На улице Марата труп истощенного до последнего предела интеллигента, и шапка его меховая, отвалившаяся от головы. И неостанавливающиеся прохожие. И в двухстах шагах дальше две спешащие, только что выбежавшие из дома женщины, на ходу застегивающие шубы; одна — с безумным лицом: «Леня мой, Леня!» И еще дальше — третья женщина: «Леонид Абрамович-то мертвый лежит на панели!» — спокойным тоном, обращаясь к кому-то в парадном.
На проспекте Нахимсона я несколько раз зацепляюсь своими саночками за встречные, груженные мертвецами, саночки. И последние из них, на которых, завернутые в тряпки, рядом, как короткая и длинная жерди, — труп женщины, с волочащимися по снегу волосами и труп ребенка, судя по размерам — лет десяти. И я, подгоняемый сзади другими людьми, тянущими санки с мертвецами, иду впритык за мертвой головой женщины.
На Володарском. В сторону Литейного моста — огромный пятитонный грузовик с горой схваченных морозом, похожих на сухой хворост трупов, в той одежде, в которой они были подобраны. Трупы не прикрыты ничем.
А кроме того, за этот, один только путь мой по городу — не меньше сотни встречных одиночных трупов на саночках, которые волочат обессиленные родственники умерших, — редко в гробах, чаще — просто завернутых, запеленатых в жидкие одеяла или тряпки.
А вот радость в глазах двух старух. Им повезло сегодня: прицепили саночки с покойником к каким-то армейским розвальням, в которые впряжена тощая лошадь. Сопровождающие груз красноармейцы, идущие рядом пешком, пожалели старух, разрешили им это. А груз на розвальнях — мешок с фуражом и два-три ящика с продовольствием для какой-то воинской части.
Или вот — тень мужчины. Он несет за пазухой крошечную ребристую собачонку (редкость увидеть в городе собачонку!). У мужчины и у собачонки выражение глаз совершенно одинаковое: голодный блеск и страх. У собачонки страх, вероятно, потому, что она чует свою судьбу. У мужчины потому, вероятно, что он опасается, как бы у него эту собачонку не отняли, сил отстоять свою добычу у него не хватило бы.
Сотни людей тащат по улицам ведра с водой, в которых позвякивает лед. Носят воду иные издалека. Скарб на саночках — по всем улицам. Люди перебираются кто куда, но обязательно поближе к месту своей работы или к той лавке, к которой прикреплены их карточки, — ходить по городу ни у кого не хватает сил. Множество жителей меняет свои пристанища, потеряв кров, покидая разбитые бомбами и снарядами, сожженные пожарами свои дома.

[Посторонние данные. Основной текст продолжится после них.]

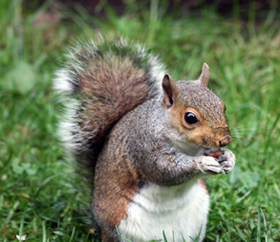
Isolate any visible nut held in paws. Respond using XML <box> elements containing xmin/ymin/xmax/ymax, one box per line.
<box><xmin>207</xmin><ymin>149</ymin><xmax>221</xmax><ymax>158</ymax></box>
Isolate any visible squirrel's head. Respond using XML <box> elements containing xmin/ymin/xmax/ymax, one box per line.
<box><xmin>162</xmin><ymin>63</ymin><xmax>232</xmax><ymax>156</ymax></box>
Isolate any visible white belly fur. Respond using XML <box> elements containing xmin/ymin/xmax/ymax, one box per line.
<box><xmin>118</xmin><ymin>178</ymin><xmax>209</xmax><ymax>242</ymax></box>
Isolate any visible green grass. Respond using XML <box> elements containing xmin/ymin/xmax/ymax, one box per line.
<box><xmin>1</xmin><ymin>0</ymin><xmax>280</xmax><ymax>241</ymax></box>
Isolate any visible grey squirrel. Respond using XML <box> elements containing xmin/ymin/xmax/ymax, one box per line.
<box><xmin>54</xmin><ymin>37</ymin><xmax>236</xmax><ymax>242</ymax></box>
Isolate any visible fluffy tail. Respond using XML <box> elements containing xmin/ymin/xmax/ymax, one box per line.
<box><xmin>54</xmin><ymin>37</ymin><xmax>166</xmax><ymax>185</ymax></box>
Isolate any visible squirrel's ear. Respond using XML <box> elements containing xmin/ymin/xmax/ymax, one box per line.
<box><xmin>198</xmin><ymin>63</ymin><xmax>210</xmax><ymax>87</ymax></box>
<box><xmin>162</xmin><ymin>74</ymin><xmax>179</xmax><ymax>109</ymax></box>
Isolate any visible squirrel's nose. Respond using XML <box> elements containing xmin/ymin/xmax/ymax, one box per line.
<box><xmin>219</xmin><ymin>135</ymin><xmax>232</xmax><ymax>147</ymax></box>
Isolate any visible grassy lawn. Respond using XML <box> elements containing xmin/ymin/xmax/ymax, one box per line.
<box><xmin>1</xmin><ymin>0</ymin><xmax>280</xmax><ymax>241</ymax></box>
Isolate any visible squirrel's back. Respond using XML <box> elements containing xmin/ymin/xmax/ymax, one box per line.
<box><xmin>54</xmin><ymin>37</ymin><xmax>166</xmax><ymax>184</ymax></box>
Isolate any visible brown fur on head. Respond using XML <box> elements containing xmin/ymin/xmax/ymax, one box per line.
<box><xmin>162</xmin><ymin>64</ymin><xmax>232</xmax><ymax>152</ymax></box>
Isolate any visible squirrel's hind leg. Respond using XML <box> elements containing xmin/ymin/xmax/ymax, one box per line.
<box><xmin>101</xmin><ymin>232</ymin><xmax>115</xmax><ymax>242</ymax></box>
<box><xmin>97</xmin><ymin>225</ymin><xmax>121</xmax><ymax>242</ymax></box>
<box><xmin>94</xmin><ymin>223</ymin><xmax>117</xmax><ymax>242</ymax></box>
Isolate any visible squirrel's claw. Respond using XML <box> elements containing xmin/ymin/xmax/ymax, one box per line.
<box><xmin>197</xmin><ymin>156</ymin><xmax>225</xmax><ymax>175</ymax></box>
<box><xmin>218</xmin><ymin>149</ymin><xmax>236</xmax><ymax>173</ymax></box>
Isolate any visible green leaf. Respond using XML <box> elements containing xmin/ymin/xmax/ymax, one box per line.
<box><xmin>240</xmin><ymin>171</ymin><xmax>260</xmax><ymax>189</ymax></box>
<box><xmin>2</xmin><ymin>61</ymin><xmax>35</xmax><ymax>93</ymax></box>
<box><xmin>12</xmin><ymin>164</ymin><xmax>24</xmax><ymax>174</ymax></box>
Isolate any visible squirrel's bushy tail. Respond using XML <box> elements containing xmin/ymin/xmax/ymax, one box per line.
<box><xmin>54</xmin><ymin>37</ymin><xmax>166</xmax><ymax>184</ymax></box>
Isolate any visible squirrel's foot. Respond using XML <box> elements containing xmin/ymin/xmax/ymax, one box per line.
<box><xmin>197</xmin><ymin>156</ymin><xmax>225</xmax><ymax>175</ymax></box>
<box><xmin>217</xmin><ymin>149</ymin><xmax>236</xmax><ymax>173</ymax></box>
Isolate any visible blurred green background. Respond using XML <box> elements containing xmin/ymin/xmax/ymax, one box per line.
<box><xmin>0</xmin><ymin>0</ymin><xmax>280</xmax><ymax>241</ymax></box>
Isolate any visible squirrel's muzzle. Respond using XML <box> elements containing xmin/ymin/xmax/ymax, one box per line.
<box><xmin>219</xmin><ymin>135</ymin><xmax>232</xmax><ymax>147</ymax></box>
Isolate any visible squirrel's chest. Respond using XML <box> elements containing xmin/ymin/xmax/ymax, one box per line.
<box><xmin>118</xmin><ymin>178</ymin><xmax>209</xmax><ymax>242</ymax></box>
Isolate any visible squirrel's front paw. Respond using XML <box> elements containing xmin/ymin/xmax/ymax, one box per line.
<box><xmin>217</xmin><ymin>149</ymin><xmax>236</xmax><ymax>173</ymax></box>
<box><xmin>197</xmin><ymin>156</ymin><xmax>225</xmax><ymax>175</ymax></box>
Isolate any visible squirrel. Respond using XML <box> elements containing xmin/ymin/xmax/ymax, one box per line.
<box><xmin>54</xmin><ymin>37</ymin><xmax>236</xmax><ymax>242</ymax></box>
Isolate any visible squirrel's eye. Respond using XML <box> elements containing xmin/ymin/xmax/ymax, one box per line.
<box><xmin>184</xmin><ymin>112</ymin><xmax>198</xmax><ymax>124</ymax></box>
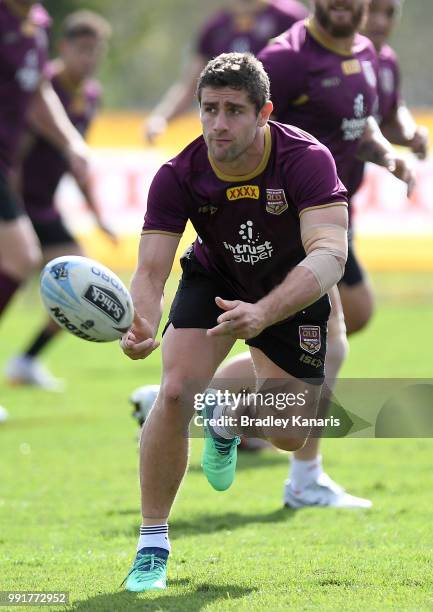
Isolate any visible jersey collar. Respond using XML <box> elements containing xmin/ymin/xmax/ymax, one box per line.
<box><xmin>209</xmin><ymin>124</ymin><xmax>272</xmax><ymax>183</ymax></box>
<box><xmin>306</xmin><ymin>17</ymin><xmax>355</xmax><ymax>57</ymax></box>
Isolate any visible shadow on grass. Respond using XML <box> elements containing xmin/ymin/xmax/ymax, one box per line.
<box><xmin>102</xmin><ymin>507</ymin><xmax>296</xmax><ymax>540</ymax></box>
<box><xmin>71</xmin><ymin>581</ymin><xmax>255</xmax><ymax>611</ymax></box>
<box><xmin>186</xmin><ymin>450</ymin><xmax>288</xmax><ymax>474</ymax></box>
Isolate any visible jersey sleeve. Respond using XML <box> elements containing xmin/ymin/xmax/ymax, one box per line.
<box><xmin>142</xmin><ymin>164</ymin><xmax>188</xmax><ymax>236</ymax></box>
<box><xmin>258</xmin><ymin>40</ymin><xmax>307</xmax><ymax>119</ymax></box>
<box><xmin>285</xmin><ymin>143</ymin><xmax>348</xmax><ymax>215</ymax></box>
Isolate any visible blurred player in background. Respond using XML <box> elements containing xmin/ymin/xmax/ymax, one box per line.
<box><xmin>363</xmin><ymin>0</ymin><xmax>428</xmax><ymax>156</ymax></box>
<box><xmin>145</xmin><ymin>0</ymin><xmax>308</xmax><ymax>143</ymax></box>
<box><xmin>257</xmin><ymin>0</ymin><xmax>413</xmax><ymax>506</ymax></box>
<box><xmin>4</xmin><ymin>10</ymin><xmax>113</xmax><ymax>390</ymax></box>
<box><xmin>0</xmin><ymin>0</ymin><xmax>90</xmax><ymax>414</ymax></box>
<box><xmin>338</xmin><ymin>0</ymin><xmax>428</xmax><ymax>333</ymax></box>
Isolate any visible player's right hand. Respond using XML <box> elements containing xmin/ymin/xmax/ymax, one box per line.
<box><xmin>385</xmin><ymin>154</ymin><xmax>416</xmax><ymax>197</ymax></box>
<box><xmin>144</xmin><ymin>115</ymin><xmax>167</xmax><ymax>145</ymax></box>
<box><xmin>66</xmin><ymin>139</ymin><xmax>91</xmax><ymax>187</ymax></box>
<box><xmin>120</xmin><ymin>312</ymin><xmax>159</xmax><ymax>360</ymax></box>
<box><xmin>410</xmin><ymin>126</ymin><xmax>429</xmax><ymax>160</ymax></box>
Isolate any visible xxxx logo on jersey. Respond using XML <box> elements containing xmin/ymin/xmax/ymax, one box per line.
<box><xmin>226</xmin><ymin>185</ymin><xmax>260</xmax><ymax>201</ymax></box>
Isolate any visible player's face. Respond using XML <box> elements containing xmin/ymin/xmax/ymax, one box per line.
<box><xmin>200</xmin><ymin>87</ymin><xmax>268</xmax><ymax>164</ymax></box>
<box><xmin>364</xmin><ymin>0</ymin><xmax>399</xmax><ymax>50</ymax></box>
<box><xmin>60</xmin><ymin>35</ymin><xmax>107</xmax><ymax>81</ymax></box>
<box><xmin>314</xmin><ymin>0</ymin><xmax>370</xmax><ymax>37</ymax></box>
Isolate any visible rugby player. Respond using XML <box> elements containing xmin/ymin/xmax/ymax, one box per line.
<box><xmin>132</xmin><ymin>0</ymin><xmax>415</xmax><ymax>509</ymax></box>
<box><xmin>255</xmin><ymin>0</ymin><xmax>413</xmax><ymax>507</ymax></box>
<box><xmin>145</xmin><ymin>0</ymin><xmax>307</xmax><ymax>143</ymax></box>
<box><xmin>4</xmin><ymin>10</ymin><xmax>113</xmax><ymax>390</ymax></box>
<box><xmin>0</xmin><ymin>0</ymin><xmax>90</xmax><ymax>414</ymax></box>
<box><xmin>120</xmin><ymin>52</ymin><xmax>353</xmax><ymax>591</ymax></box>
<box><xmin>363</xmin><ymin>0</ymin><xmax>428</xmax><ymax>158</ymax></box>
<box><xmin>190</xmin><ymin>0</ymin><xmax>414</xmax><ymax>509</ymax></box>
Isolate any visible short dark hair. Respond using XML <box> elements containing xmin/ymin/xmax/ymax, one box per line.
<box><xmin>197</xmin><ymin>52</ymin><xmax>270</xmax><ymax>114</ymax></box>
<box><xmin>62</xmin><ymin>10</ymin><xmax>112</xmax><ymax>41</ymax></box>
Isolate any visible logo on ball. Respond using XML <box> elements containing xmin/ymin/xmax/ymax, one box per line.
<box><xmin>83</xmin><ymin>285</ymin><xmax>126</xmax><ymax>323</ymax></box>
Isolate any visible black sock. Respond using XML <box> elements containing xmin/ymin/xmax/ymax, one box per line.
<box><xmin>25</xmin><ymin>327</ymin><xmax>57</xmax><ymax>358</ymax></box>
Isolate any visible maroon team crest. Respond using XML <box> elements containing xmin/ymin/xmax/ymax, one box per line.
<box><xmin>266</xmin><ymin>189</ymin><xmax>288</xmax><ymax>215</ymax></box>
<box><xmin>299</xmin><ymin>325</ymin><xmax>321</xmax><ymax>355</ymax></box>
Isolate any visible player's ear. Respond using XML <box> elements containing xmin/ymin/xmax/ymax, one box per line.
<box><xmin>258</xmin><ymin>101</ymin><xmax>273</xmax><ymax>126</ymax></box>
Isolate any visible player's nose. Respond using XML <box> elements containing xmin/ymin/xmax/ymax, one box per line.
<box><xmin>212</xmin><ymin>110</ymin><xmax>229</xmax><ymax>131</ymax></box>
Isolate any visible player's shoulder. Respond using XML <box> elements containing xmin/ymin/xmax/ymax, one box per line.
<box><xmin>270</xmin><ymin>121</ymin><xmax>336</xmax><ymax>167</ymax></box>
<box><xmin>352</xmin><ymin>32</ymin><xmax>377</xmax><ymax>59</ymax></box>
<box><xmin>378</xmin><ymin>43</ymin><xmax>399</xmax><ymax>67</ymax></box>
<box><xmin>266</xmin><ymin>18</ymin><xmax>308</xmax><ymax>52</ymax></box>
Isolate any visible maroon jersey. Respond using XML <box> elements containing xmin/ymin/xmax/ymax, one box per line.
<box><xmin>196</xmin><ymin>0</ymin><xmax>307</xmax><ymax>59</ymax></box>
<box><xmin>258</xmin><ymin>19</ymin><xmax>379</xmax><ymax>198</ymax></box>
<box><xmin>143</xmin><ymin>121</ymin><xmax>347</xmax><ymax>303</ymax></box>
<box><xmin>22</xmin><ymin>62</ymin><xmax>101</xmax><ymax>223</ymax></box>
<box><xmin>376</xmin><ymin>43</ymin><xmax>400</xmax><ymax>125</ymax></box>
<box><xmin>0</xmin><ymin>1</ymin><xmax>50</xmax><ymax>176</ymax></box>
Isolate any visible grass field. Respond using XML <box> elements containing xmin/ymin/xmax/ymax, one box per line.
<box><xmin>1</xmin><ymin>271</ymin><xmax>433</xmax><ymax>610</ymax></box>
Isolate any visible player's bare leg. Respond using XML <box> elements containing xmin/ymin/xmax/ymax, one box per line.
<box><xmin>124</xmin><ymin>326</ymin><xmax>235</xmax><ymax>591</ymax></box>
<box><xmin>339</xmin><ymin>278</ymin><xmax>375</xmax><ymax>335</ymax></box>
<box><xmin>284</xmin><ymin>287</ymin><xmax>371</xmax><ymax>508</ymax></box>
<box><xmin>139</xmin><ymin>326</ymin><xmax>234</xmax><ymax>520</ymax></box>
<box><xmin>5</xmin><ymin>242</ymin><xmax>83</xmax><ymax>391</ymax></box>
<box><xmin>0</xmin><ymin>216</ymin><xmax>41</xmax><ymax>315</ymax></box>
<box><xmin>211</xmin><ymin>352</ymin><xmax>272</xmax><ymax>451</ymax></box>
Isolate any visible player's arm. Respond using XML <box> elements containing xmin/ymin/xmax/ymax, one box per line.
<box><xmin>357</xmin><ymin>116</ymin><xmax>415</xmax><ymax>193</ymax></box>
<box><xmin>27</xmin><ymin>79</ymin><xmax>90</xmax><ymax>185</ymax></box>
<box><xmin>121</xmin><ymin>233</ymin><xmax>181</xmax><ymax>360</ymax></box>
<box><xmin>77</xmin><ymin>180</ymin><xmax>117</xmax><ymax>243</ymax></box>
<box><xmin>208</xmin><ymin>205</ymin><xmax>348</xmax><ymax>339</ymax></box>
<box><xmin>145</xmin><ymin>54</ymin><xmax>206</xmax><ymax>143</ymax></box>
<box><xmin>380</xmin><ymin>105</ymin><xmax>429</xmax><ymax>160</ymax></box>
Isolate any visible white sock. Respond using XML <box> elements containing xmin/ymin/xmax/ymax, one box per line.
<box><xmin>137</xmin><ymin>524</ymin><xmax>171</xmax><ymax>553</ymax></box>
<box><xmin>290</xmin><ymin>455</ymin><xmax>323</xmax><ymax>491</ymax></box>
<box><xmin>211</xmin><ymin>399</ymin><xmax>236</xmax><ymax>439</ymax></box>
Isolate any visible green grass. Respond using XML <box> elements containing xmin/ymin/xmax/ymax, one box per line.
<box><xmin>0</xmin><ymin>272</ymin><xmax>433</xmax><ymax>610</ymax></box>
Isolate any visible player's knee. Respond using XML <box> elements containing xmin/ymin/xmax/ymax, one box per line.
<box><xmin>159</xmin><ymin>377</ymin><xmax>196</xmax><ymax>417</ymax></box>
<box><xmin>327</xmin><ymin>326</ymin><xmax>349</xmax><ymax>371</ymax></box>
<box><xmin>269</xmin><ymin>436</ymin><xmax>307</xmax><ymax>452</ymax></box>
<box><xmin>346</xmin><ymin>299</ymin><xmax>374</xmax><ymax>335</ymax></box>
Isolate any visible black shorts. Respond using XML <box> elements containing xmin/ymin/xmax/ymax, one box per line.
<box><xmin>32</xmin><ymin>216</ymin><xmax>75</xmax><ymax>247</ymax></box>
<box><xmin>340</xmin><ymin>230</ymin><xmax>364</xmax><ymax>287</ymax></box>
<box><xmin>164</xmin><ymin>250</ymin><xmax>330</xmax><ymax>384</ymax></box>
<box><xmin>0</xmin><ymin>172</ymin><xmax>24</xmax><ymax>221</ymax></box>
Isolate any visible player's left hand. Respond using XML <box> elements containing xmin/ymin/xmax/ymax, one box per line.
<box><xmin>207</xmin><ymin>297</ymin><xmax>267</xmax><ymax>340</ymax></box>
<box><xmin>409</xmin><ymin>126</ymin><xmax>429</xmax><ymax>160</ymax></box>
<box><xmin>385</xmin><ymin>154</ymin><xmax>416</xmax><ymax>197</ymax></box>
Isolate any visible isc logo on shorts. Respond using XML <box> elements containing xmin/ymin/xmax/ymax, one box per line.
<box><xmin>226</xmin><ymin>185</ymin><xmax>260</xmax><ymax>201</ymax></box>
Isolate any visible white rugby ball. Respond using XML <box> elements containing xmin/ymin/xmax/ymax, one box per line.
<box><xmin>40</xmin><ymin>256</ymin><xmax>134</xmax><ymax>342</ymax></box>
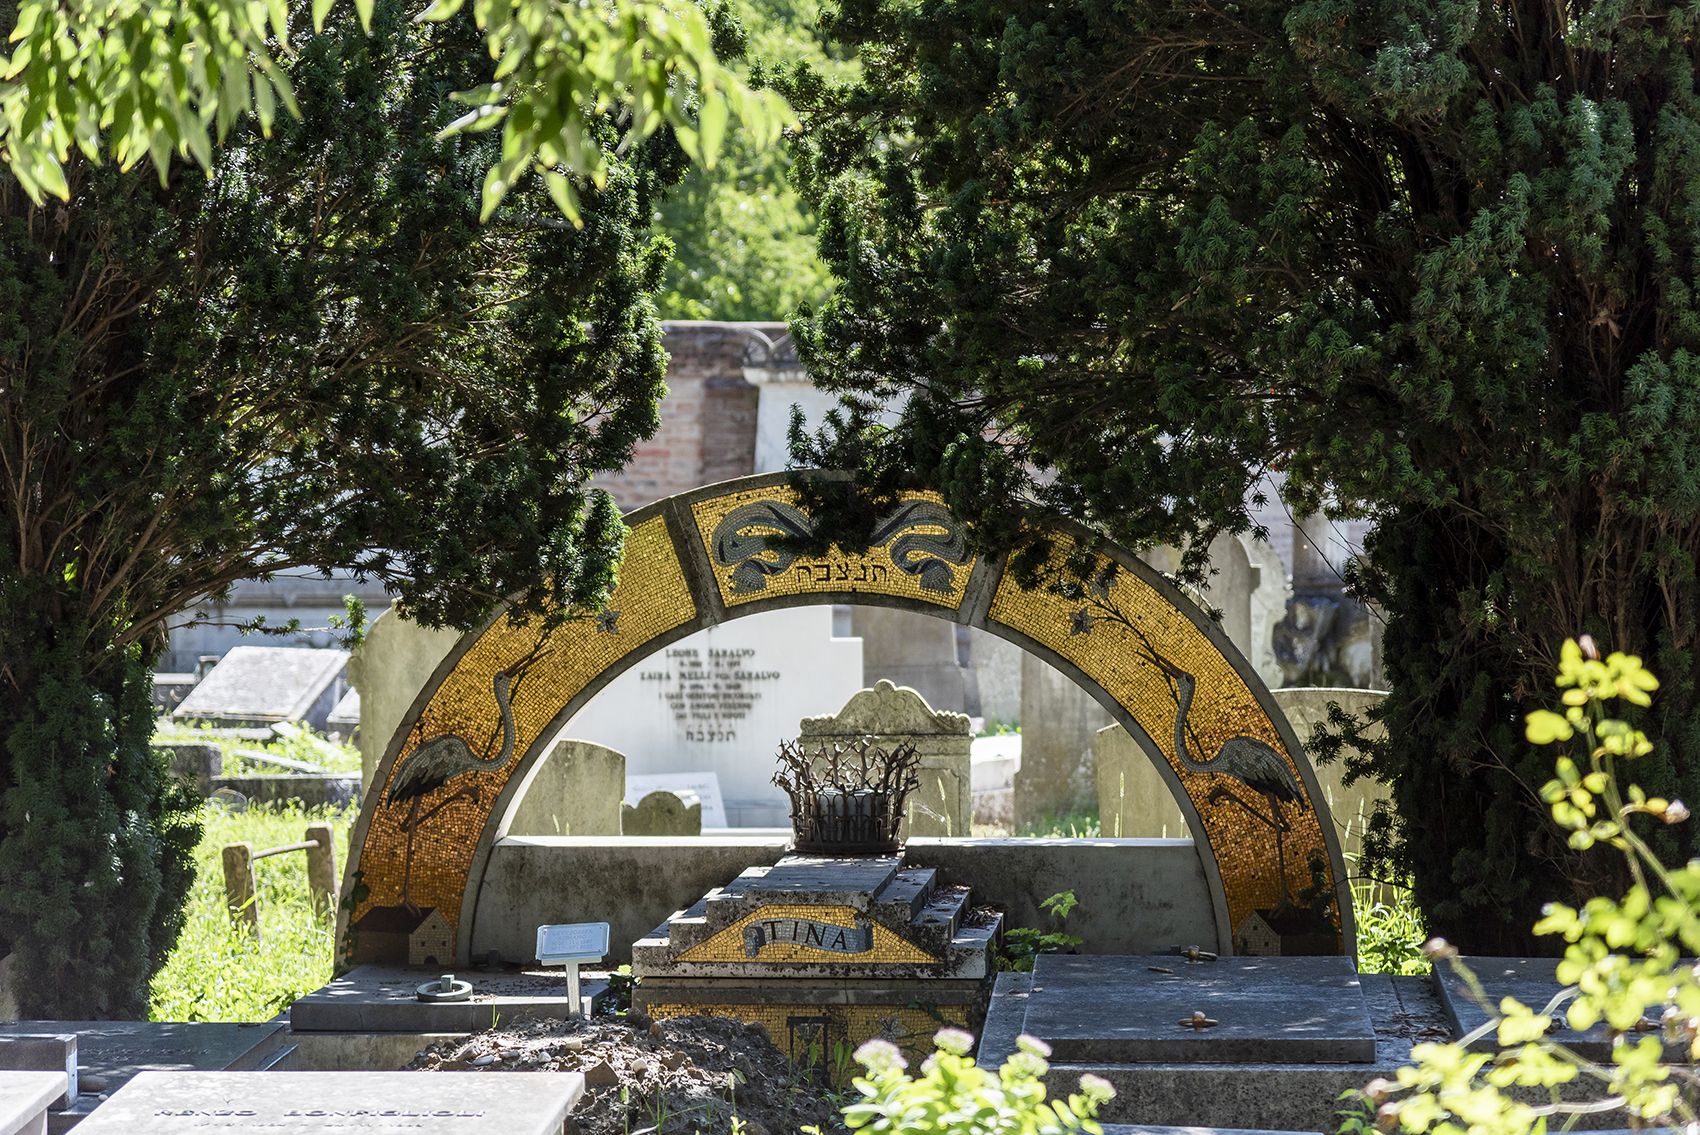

И вдруг навстречу, после сотен людей, изможденных до предела, в молчании идущих походкой столетних старцев, попадается толсторылый, с лоснящимся от самодовольства и упитанности лицом, с плутовскими, наглыми глазами гражданин. Это какой-либо вор — завмаг, спекулянт-управхоз, накравший у покойников вверенного ему дома хлебные карточки, получающий по ним килограммы хлеба, обменивающий этот хлеб с помощью своей жирной, накрашенной крали на толкучке на золотые часы, на шелка, на любые ценности. И, если он идет со своей кралей, их разговор не о пропитании, их голоса громки и уверенны, им на все наплевать… Надо б таких расстреливать!